PERIÓDICO EL PÚBLICO
AGUSTIN ANGARITA LEZAMA

En el mundo capitalista actual que gobierna el mercado, todo se ha convertido en una mercancía. La mano de obra, el tiempo libre, la salud, la seguridad, la recreación y hasta la misma virginidad hoy se compran y se venden. El vehículo expedito para este mercado es la publicidad. Cualquier producto para poderse vender apela a la publicidad para llegar a manos de los consumidores. Y la publicidad es eficiente y se sofistica cada vez más.


Esto es lo que sucede y no sería problema si no se encontrara a diario que existe publicidad que apela a argucias y artimañas para engañar a los compradores. Los casos abundan.

En almacenes de cadena, que ahora se denominan grandes superficies, es común encontrar imponentes avisos, estratégicamente ubicados, que anuncian suculentos descuentos para un producto determinado. Al comprador desprevenido le llama la atención la cifra que le ofrecen como descuento, pero no se percata que en letra poco destacada y que sólo es visible si se fija con cuidado, que ese descuento escrito en grandes moldes, solo es válido si compra con la tarjeta de crédito del almacén, por ejemplo. Si el cliente no se fija, llega con su producto a la caja de pago con la confianza que le aplicará el descuento ofrecido, lo que no ocurre porque pagó en efectivo. Es una publicidad diseñada para engañar.

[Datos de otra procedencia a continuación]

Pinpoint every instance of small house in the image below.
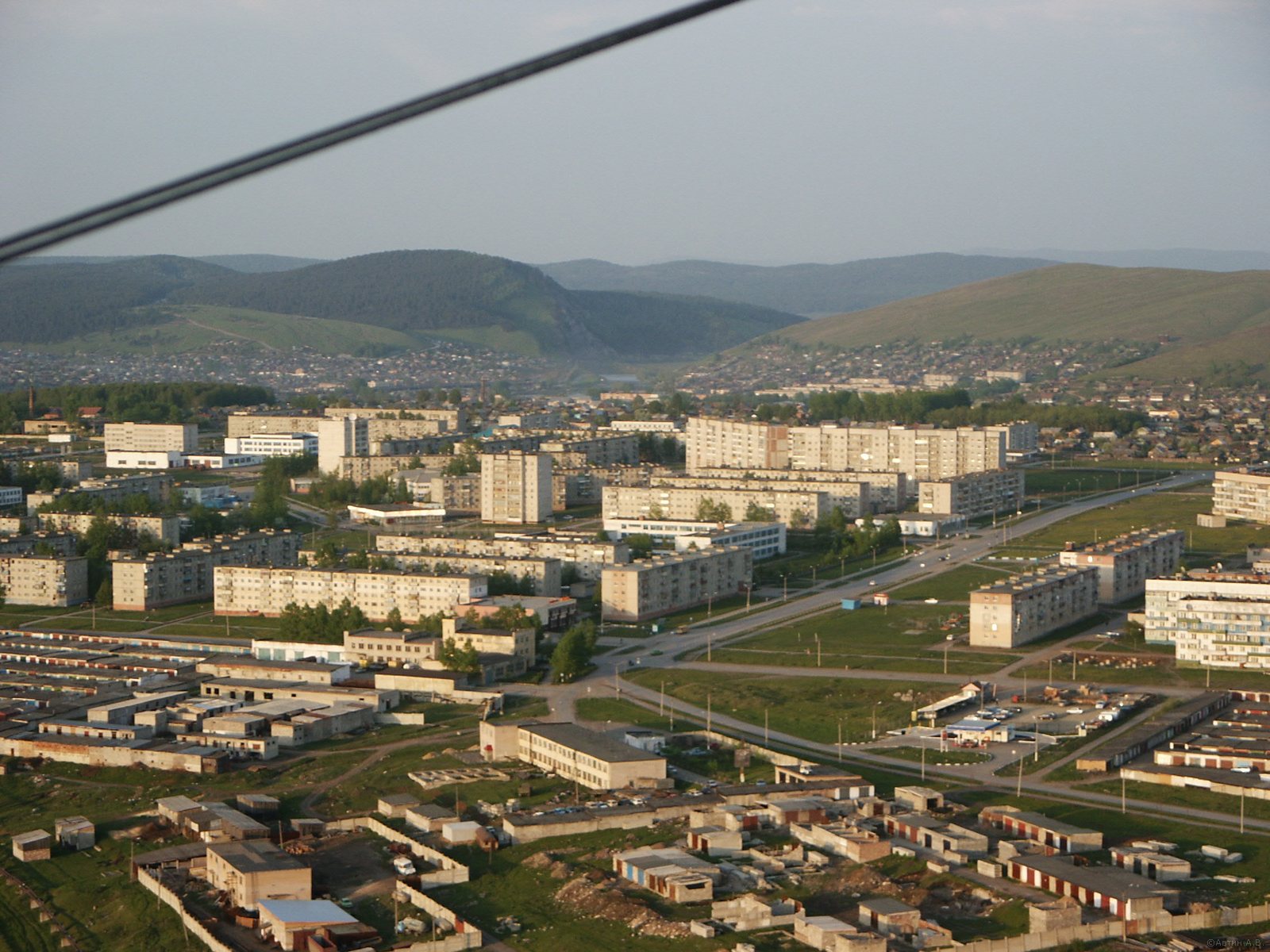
[13,830,53,863]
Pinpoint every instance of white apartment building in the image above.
[601,546,754,622]
[480,449,551,524]
[318,414,371,474]
[376,532,631,582]
[0,555,87,607]
[602,481,833,528]
[917,470,1024,519]
[1058,529,1186,605]
[970,566,1099,647]
[214,565,489,624]
[679,466,910,512]
[103,423,198,455]
[1213,472,1270,524]
[649,470,875,516]
[225,433,318,457]
[1145,573,1270,669]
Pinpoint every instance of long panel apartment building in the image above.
[110,529,303,612]
[1213,472,1270,524]
[694,466,910,512]
[1145,573,1270,669]
[0,555,87,608]
[376,532,631,582]
[1058,529,1186,605]
[917,470,1024,519]
[601,546,754,622]
[603,484,833,528]
[970,566,1099,647]
[214,565,489,624]
[684,417,1008,482]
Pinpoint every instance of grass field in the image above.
[626,670,941,744]
[1018,493,1270,561]
[891,565,1014,601]
[698,605,1018,674]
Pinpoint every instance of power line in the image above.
[0,0,741,263]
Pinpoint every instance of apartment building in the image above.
[376,532,631,582]
[40,512,180,546]
[214,565,489,624]
[601,546,754,622]
[917,470,1024,519]
[1213,472,1270,523]
[691,466,910,512]
[480,449,551,524]
[110,529,303,612]
[104,423,198,465]
[376,552,561,597]
[325,406,470,433]
[0,555,87,607]
[480,721,665,789]
[225,413,321,440]
[1058,529,1186,605]
[603,484,833,528]
[649,472,875,516]
[225,433,318,457]
[970,566,1099,647]
[318,414,371,474]
[538,433,639,466]
[1145,573,1270,669]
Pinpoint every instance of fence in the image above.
[137,869,237,952]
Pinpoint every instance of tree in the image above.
[626,532,652,559]
[745,503,776,522]
[697,499,732,522]
[437,639,480,674]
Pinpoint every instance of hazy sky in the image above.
[0,0,1270,264]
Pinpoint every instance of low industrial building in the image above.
[970,566,1099,647]
[1006,855,1181,920]
[979,806,1103,853]
[614,846,722,903]
[480,721,667,789]
[1058,529,1186,605]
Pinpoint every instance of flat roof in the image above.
[207,840,309,873]
[519,721,665,763]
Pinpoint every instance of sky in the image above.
[0,0,1270,264]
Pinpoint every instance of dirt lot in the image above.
[301,834,396,900]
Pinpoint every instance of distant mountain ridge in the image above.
[0,250,802,359]
[538,252,1054,315]
[773,264,1270,381]
[967,248,1270,271]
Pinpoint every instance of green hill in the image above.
[538,254,1053,315]
[0,251,800,360]
[777,264,1270,379]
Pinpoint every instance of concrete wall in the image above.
[137,869,235,952]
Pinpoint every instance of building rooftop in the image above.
[207,840,307,873]
[521,722,663,763]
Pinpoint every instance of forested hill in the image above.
[538,254,1053,315]
[0,251,802,359]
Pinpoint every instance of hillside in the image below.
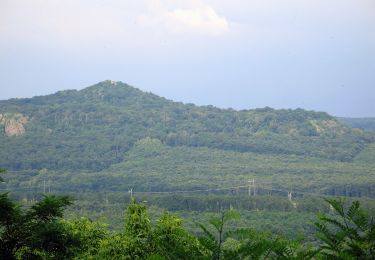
[338,117,375,130]
[0,81,375,171]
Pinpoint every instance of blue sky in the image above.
[0,0,375,117]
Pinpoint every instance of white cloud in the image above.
[138,0,229,36]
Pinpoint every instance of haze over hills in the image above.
[0,81,375,171]
[0,78,375,237]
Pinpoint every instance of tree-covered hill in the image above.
[0,81,375,171]
[338,117,375,130]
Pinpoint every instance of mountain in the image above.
[0,81,375,171]
[338,117,375,130]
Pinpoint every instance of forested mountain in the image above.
[0,81,375,171]
[338,117,375,130]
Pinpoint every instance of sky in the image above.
[0,0,375,117]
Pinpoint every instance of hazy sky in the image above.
[0,0,375,117]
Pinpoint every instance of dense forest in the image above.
[338,117,375,130]
[0,174,375,259]
[0,81,375,259]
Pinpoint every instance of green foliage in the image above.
[0,81,375,171]
[198,210,240,259]
[61,217,108,259]
[153,213,204,259]
[316,199,375,259]
[338,117,375,130]
[0,193,79,259]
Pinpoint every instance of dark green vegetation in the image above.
[338,117,375,130]
[0,81,375,254]
[0,186,375,259]
[0,81,374,171]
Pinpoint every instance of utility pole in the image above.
[128,188,133,200]
[253,178,257,197]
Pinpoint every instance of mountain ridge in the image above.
[0,80,375,170]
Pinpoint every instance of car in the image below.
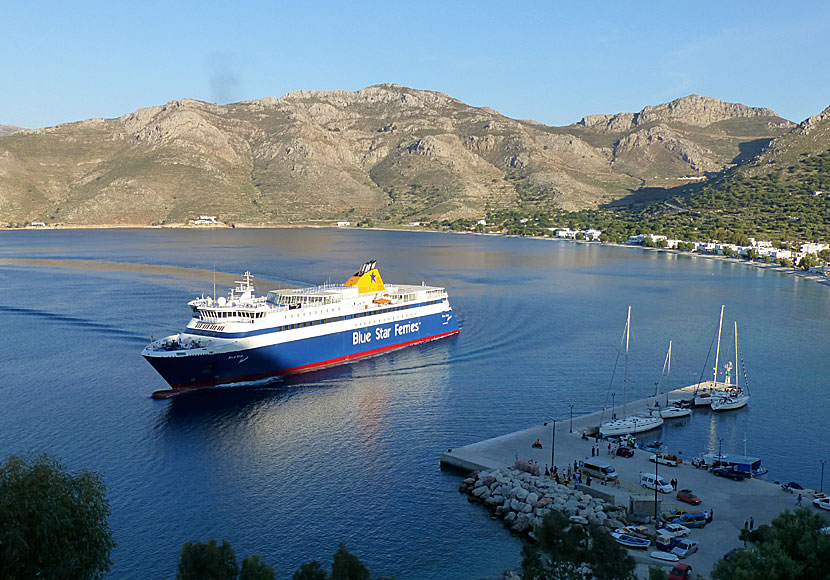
[677,489,703,505]
[662,508,696,522]
[660,523,689,538]
[648,453,683,467]
[712,467,750,481]
[671,512,709,528]
[617,447,634,457]
[813,497,830,510]
[669,562,695,580]
[671,538,697,558]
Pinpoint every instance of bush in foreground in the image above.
[0,455,115,580]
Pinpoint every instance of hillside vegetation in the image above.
[0,84,792,225]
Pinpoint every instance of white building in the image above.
[801,242,830,254]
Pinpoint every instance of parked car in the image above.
[648,453,683,467]
[813,497,830,510]
[712,467,750,481]
[671,512,709,528]
[660,523,690,538]
[677,489,703,505]
[669,562,695,580]
[671,538,697,558]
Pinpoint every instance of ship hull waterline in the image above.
[150,317,460,399]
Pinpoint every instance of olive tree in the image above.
[0,455,115,580]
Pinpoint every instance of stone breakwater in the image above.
[459,467,626,537]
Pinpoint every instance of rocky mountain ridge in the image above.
[0,84,793,225]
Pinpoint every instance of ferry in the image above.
[141,260,460,398]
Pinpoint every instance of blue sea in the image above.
[0,229,830,580]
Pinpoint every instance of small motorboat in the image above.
[611,532,651,550]
[651,550,680,562]
[660,407,692,419]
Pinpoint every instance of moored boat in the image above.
[142,261,460,398]
[599,306,663,437]
[611,532,651,550]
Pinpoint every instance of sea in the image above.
[0,228,830,580]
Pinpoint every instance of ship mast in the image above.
[623,306,631,417]
[715,304,725,386]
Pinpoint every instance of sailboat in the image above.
[712,322,749,411]
[599,306,663,437]
[694,305,732,407]
[654,341,692,419]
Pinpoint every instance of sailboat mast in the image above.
[666,341,671,406]
[715,304,725,385]
[623,306,631,417]
[735,320,746,390]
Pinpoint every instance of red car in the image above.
[677,489,703,505]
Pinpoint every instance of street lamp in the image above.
[654,455,659,525]
[550,419,556,471]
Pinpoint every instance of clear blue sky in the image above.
[0,0,830,128]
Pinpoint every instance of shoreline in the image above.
[0,223,830,286]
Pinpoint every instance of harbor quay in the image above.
[441,386,830,577]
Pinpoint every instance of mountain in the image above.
[0,84,793,224]
[0,125,22,137]
[623,102,830,245]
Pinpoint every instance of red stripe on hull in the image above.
[152,329,461,399]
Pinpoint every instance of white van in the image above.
[640,473,674,493]
[580,459,617,481]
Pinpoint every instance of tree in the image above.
[239,554,277,580]
[0,455,115,580]
[291,560,328,580]
[522,511,634,580]
[712,508,830,580]
[176,538,239,580]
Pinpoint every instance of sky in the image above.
[0,0,830,128]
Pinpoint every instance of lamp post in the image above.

Igual sucede con el jabón cuya publicidad promete acabar con el 99.9% de las bacterias. Esto es publicidad engañosa, porque eso es mentira. Lo mismo pasa con las cremas dentales que le “garantizan” que en dos semanas sus dientes serán blancos y relucientes. O la crema mágica para la piel de su cara que en solo tres semanas desaparece sus arrugas, lo rejuvenece y le entrega la llave de la eterna juventud. Es una exageración que mueve a engaño que los huesos se partan como una tiza, o que deba consumir calcio desde joven para evitar la osteoporosis o que una pomada respaldada por un famoso borre las cicatrices.

No es literalmente cierto que la vitamina C prevenga infecciones, ni que un montón de productos naturistas devuelvan el vigor sexual perdido, no importa que la publicidad diga que le devolverán su dinero si no ve resultados. Tampoco es exacta la súper blancura que ofrecen los detergentes ni la puntualidad y atención esmerada que dicen entregar a sus usuarios algunas aerolíneas. Escasa debe ser la verdad en programas para adelgazar que se venden como pan caliente mientras la obesidad crece sin cesar. O de los purgantes ofrecidos desde camionetas con altoparlantes y adornadas por frascos llenos de lombrices…

No hay que olvidar la publicidad política que es más lo que miente que lo que tiene de verdad. Y como las autoridades tienen origen político, pues no ven, no escuchan, no saben, no entienden y no defienden al público.

Duele saber cómo los ciudadanos son engañados, sus bolsillos prácticamente saqueados gracias a publicidad mentirosa. La defensa de los consumidores aún es incipiente pese a los esfuerzos quijotescos de destacados personajes. Se requiere que las autoridades sean verdaderas servidoras públicos y asuman como parte de su compromiso con la sociedad, la constatación de la efectividad e inocuidad de los productos que se ofrecen como las panaceas de la salud o de la utilidad.